To make a couple last, we often hear that it takes a good dose of love, a hint of creativity, a measure of open-mindedness, and a bit of humor … Well, this little recipe is nice. , but it would still be better to have more concrete elements, no ?!
Here are 10 golden rules to apply daily to make your relationship last …
- Don’t expect too much from your relationship
Of course, when you are in love and in a relationship, we are stronger as a 2 than alone. But still: a spouse is not a full-time psychologist who should be in charge of repairing the emotional problems of the other for free! For a couple to last, it is above all necessary that the 2 partners feel good together, but also in their respective sneakers.
- Have a common base
It is often said that opposites attract … It’s true, but in life, while it’s not uncommon to fall for a person who has a completely different personality than us, you still have to be able to find at home values and a life project that are relatively similar to ours. Otherwise, after the euphoria of the early days, we will wonder what we do with this person who does not want at all the same things as us in life!
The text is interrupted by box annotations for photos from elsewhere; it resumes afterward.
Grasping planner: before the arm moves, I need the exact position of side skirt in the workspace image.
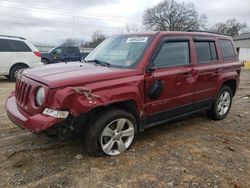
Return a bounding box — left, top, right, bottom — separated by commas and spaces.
140, 99, 213, 130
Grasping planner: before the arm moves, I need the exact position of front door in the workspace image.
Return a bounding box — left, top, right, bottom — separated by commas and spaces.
146, 38, 194, 125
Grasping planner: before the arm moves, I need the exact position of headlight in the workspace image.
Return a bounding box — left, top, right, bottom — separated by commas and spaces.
36, 87, 45, 106
43, 108, 69, 118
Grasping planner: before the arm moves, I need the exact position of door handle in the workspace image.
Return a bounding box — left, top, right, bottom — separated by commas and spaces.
180, 70, 192, 77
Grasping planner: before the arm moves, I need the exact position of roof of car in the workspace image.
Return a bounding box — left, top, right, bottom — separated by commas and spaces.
118, 31, 231, 39
0, 35, 26, 40
233, 33, 250, 40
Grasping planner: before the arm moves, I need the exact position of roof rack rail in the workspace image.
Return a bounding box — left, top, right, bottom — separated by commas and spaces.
0, 35, 26, 40
186, 29, 228, 36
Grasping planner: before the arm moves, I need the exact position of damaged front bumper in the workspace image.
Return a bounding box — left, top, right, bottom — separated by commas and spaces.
6, 96, 64, 133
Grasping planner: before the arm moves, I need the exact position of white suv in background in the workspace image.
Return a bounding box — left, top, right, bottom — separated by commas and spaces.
0, 35, 43, 81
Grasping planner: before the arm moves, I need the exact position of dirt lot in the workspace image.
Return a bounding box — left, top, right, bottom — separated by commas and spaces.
0, 71, 250, 188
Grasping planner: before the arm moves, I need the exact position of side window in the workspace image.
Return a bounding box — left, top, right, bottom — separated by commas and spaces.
52, 48, 62, 55
153, 41, 189, 68
195, 41, 218, 63
65, 47, 77, 54
0, 39, 10, 52
219, 39, 235, 60
8, 40, 31, 52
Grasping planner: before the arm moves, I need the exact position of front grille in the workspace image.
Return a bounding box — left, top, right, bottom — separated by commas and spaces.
15, 80, 32, 106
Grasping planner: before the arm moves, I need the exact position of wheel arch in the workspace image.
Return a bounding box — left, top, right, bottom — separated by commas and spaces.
87, 99, 141, 130
222, 79, 237, 96
41, 57, 50, 64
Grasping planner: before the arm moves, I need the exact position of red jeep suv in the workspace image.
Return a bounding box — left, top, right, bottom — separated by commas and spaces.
6, 32, 241, 156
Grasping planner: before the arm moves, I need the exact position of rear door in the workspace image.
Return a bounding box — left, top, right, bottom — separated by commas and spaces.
9, 40, 34, 64
0, 39, 13, 75
146, 37, 194, 124
191, 37, 221, 109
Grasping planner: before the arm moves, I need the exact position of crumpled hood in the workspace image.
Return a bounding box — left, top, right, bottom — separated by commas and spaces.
22, 62, 135, 88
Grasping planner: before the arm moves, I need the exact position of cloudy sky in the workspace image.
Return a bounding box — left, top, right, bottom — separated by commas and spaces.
0, 0, 250, 45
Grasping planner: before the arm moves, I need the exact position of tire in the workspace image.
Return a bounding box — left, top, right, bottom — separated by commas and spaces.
4, 75, 10, 80
42, 59, 49, 65
207, 85, 233, 120
84, 109, 137, 156
9, 65, 27, 82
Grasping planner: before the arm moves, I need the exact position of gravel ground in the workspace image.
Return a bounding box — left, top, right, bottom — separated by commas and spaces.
0, 70, 250, 188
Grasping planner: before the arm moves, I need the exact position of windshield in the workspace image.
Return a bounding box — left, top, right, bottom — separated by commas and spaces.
85, 35, 151, 68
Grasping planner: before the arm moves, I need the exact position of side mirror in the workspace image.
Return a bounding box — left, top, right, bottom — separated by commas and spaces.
146, 63, 157, 73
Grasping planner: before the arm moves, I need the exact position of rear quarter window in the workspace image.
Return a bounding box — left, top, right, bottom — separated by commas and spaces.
153, 41, 189, 68
195, 41, 218, 63
219, 39, 235, 60
8, 40, 31, 52
0, 39, 10, 52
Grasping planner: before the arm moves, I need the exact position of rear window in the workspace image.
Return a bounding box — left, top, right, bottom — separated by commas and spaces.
9, 40, 31, 52
219, 39, 235, 60
0, 39, 10, 52
195, 42, 218, 63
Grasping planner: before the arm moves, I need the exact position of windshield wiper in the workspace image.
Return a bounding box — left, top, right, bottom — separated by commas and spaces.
85, 59, 110, 67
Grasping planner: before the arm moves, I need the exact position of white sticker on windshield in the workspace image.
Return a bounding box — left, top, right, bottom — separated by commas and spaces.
127, 37, 148, 43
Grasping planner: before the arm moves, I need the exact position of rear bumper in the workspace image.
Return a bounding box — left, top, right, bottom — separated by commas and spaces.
6, 96, 64, 133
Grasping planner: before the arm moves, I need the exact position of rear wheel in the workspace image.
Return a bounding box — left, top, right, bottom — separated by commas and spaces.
208, 86, 233, 120
85, 109, 137, 156
9, 65, 27, 82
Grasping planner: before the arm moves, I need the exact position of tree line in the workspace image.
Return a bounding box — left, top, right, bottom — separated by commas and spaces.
82, 0, 249, 48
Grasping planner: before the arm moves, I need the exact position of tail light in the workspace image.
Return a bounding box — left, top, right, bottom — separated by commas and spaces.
34, 51, 41, 57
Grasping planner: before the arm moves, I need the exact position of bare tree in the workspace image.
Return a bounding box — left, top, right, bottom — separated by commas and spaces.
210, 19, 248, 37
143, 0, 207, 31
124, 24, 140, 33
84, 30, 107, 48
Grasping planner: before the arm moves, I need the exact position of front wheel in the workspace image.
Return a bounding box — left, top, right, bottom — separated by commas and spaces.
85, 109, 137, 156
208, 86, 233, 120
- Knowing how to exist independently of the couple
Nothing is creepier than someone who stays on stand-by when their other half is not around. It can be cute 1 week or 2, but quickly it gets heavy, stuffy, and very problematic. In a couple, you should not hesitate to be slightly selfish, and to want to live a little for yourself sometimes, with your own friends, your own activities, your own desires … And casually, when the other apart from doing his things on his own, it titillates our jealousy and we are super happy to find him afterwards.
- Have anti-routine plans
In a couple, nothing worse than the daily grind … So that he does not have the skin of our intimacy, we should not hesitate to invite in his couple the best enemies of the routine, namely: the unexpected, spontaneity, change. Nothing better to rekindle a flame that is slowly dying out than to organize a surprise weekend or an unusual activity together!
- Devote time to just 2
Finally, on a daily basis, between work, home, family, children, friends, and the rest, we rarely have time to really sit down with our partner to exchange, discuss, laugh, dream, remake the world … Well, this time, you have to create it, because maintaining intimacy on a daily basis, it does not happen alone … it is done 2 two, and only 2!
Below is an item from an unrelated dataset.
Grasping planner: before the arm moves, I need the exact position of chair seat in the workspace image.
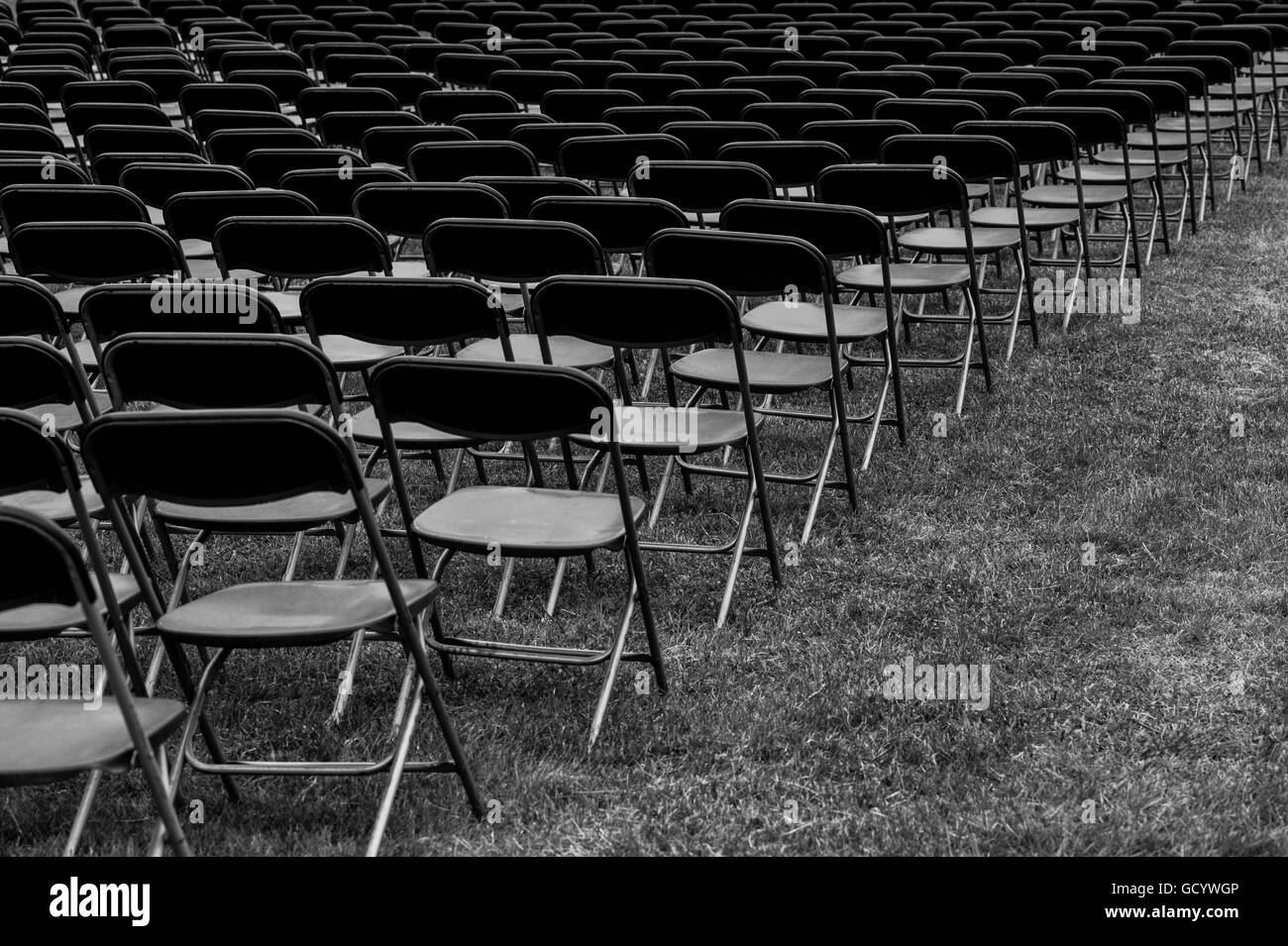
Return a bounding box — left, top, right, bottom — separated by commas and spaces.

- Accept the other as he is
Let things be clear: as a couple, it is possible to make someone evolve … but certainly not to make them change at all! So if we want to make our relationship last, it is essential to know how to accept the other as he is, and appreciate him for what he is, and not for what we would like him to become!
- Say what is wrong …
In a relationship, nothing is worse than the petty resentments, reproaches, and unverbalized disagreements that accumulate. Because even if we don’t talk about them, they take up more and more space … until one day they explode in a resounding way. Wanting to avoid an argument is good, but it is important to communicate so that everyone can express their feelings. Even if sometimes the tone rises …
- … But also what goes!
And yes: one of the secrets of couples who last is also knowing how to communicate to say what is going well! Tell your partner that we are proud of him for such a thing, that he is dressed super well today, that his lasagna recipe blew us away … It’s perfect to remind the other that even if time goes by, he is always so great and unique in our eyes!
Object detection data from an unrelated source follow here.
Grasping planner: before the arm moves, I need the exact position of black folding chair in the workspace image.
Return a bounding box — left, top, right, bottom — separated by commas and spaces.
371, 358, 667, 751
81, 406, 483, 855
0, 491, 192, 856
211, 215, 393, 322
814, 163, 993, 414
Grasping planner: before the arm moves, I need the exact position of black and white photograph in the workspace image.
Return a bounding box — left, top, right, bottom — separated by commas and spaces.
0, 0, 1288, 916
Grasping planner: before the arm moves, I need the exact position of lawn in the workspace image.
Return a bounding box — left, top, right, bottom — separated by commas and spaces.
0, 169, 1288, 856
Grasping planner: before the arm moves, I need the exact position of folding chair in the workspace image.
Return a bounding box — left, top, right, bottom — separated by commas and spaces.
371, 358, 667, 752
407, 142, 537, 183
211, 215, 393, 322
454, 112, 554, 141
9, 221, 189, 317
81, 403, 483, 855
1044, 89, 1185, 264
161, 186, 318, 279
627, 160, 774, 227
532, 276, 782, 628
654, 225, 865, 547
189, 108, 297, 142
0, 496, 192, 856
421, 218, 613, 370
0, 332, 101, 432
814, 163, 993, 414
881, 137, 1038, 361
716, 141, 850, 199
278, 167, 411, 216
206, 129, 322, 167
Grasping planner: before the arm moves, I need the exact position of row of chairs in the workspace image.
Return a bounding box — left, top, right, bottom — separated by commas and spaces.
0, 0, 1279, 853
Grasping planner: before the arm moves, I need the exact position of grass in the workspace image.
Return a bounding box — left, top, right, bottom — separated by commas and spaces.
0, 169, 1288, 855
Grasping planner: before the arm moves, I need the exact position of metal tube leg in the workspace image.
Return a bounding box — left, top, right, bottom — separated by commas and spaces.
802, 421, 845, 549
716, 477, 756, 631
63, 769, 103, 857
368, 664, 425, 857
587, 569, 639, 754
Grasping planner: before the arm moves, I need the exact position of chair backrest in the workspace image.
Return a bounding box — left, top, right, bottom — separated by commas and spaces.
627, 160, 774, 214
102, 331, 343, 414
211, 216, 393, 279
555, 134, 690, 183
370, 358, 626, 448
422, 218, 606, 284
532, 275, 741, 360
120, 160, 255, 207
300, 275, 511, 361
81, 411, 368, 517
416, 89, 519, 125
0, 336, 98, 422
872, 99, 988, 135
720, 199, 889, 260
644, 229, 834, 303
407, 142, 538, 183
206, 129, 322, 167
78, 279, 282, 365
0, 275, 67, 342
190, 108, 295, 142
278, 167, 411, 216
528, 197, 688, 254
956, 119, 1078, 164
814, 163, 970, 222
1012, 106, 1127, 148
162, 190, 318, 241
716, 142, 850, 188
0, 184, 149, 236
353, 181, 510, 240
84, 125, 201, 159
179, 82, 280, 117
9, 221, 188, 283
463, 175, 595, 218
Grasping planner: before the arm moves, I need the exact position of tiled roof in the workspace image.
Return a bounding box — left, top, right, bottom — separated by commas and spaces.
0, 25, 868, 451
- Do not fall into carelessness
In a couple, when the flame turns into laziness, it’s the beginning of trouble … To make a couple last, it is very important to always try to arouse desire in the other, even after years of life common. So that doesn’t mean that you have to wait for Darling in a garter belt and nightie every night, but already, we put away those awful pajamas in pilou and we get back into seductive mode a little …
- Do not allow yourself to be modeled
One of the fundamental keys to making your relationship last is not to try to follow the models that others (friends, family, society) are consciously or unknowingly trying to impose on us. Our girlfriends are offended when we tell them that with us, household chores are 80% for us and 20% for our partner. Yes, but … if we work very well like that after all?
It is not because our couple does not meet current standards that it must necessarily be questioned, phew!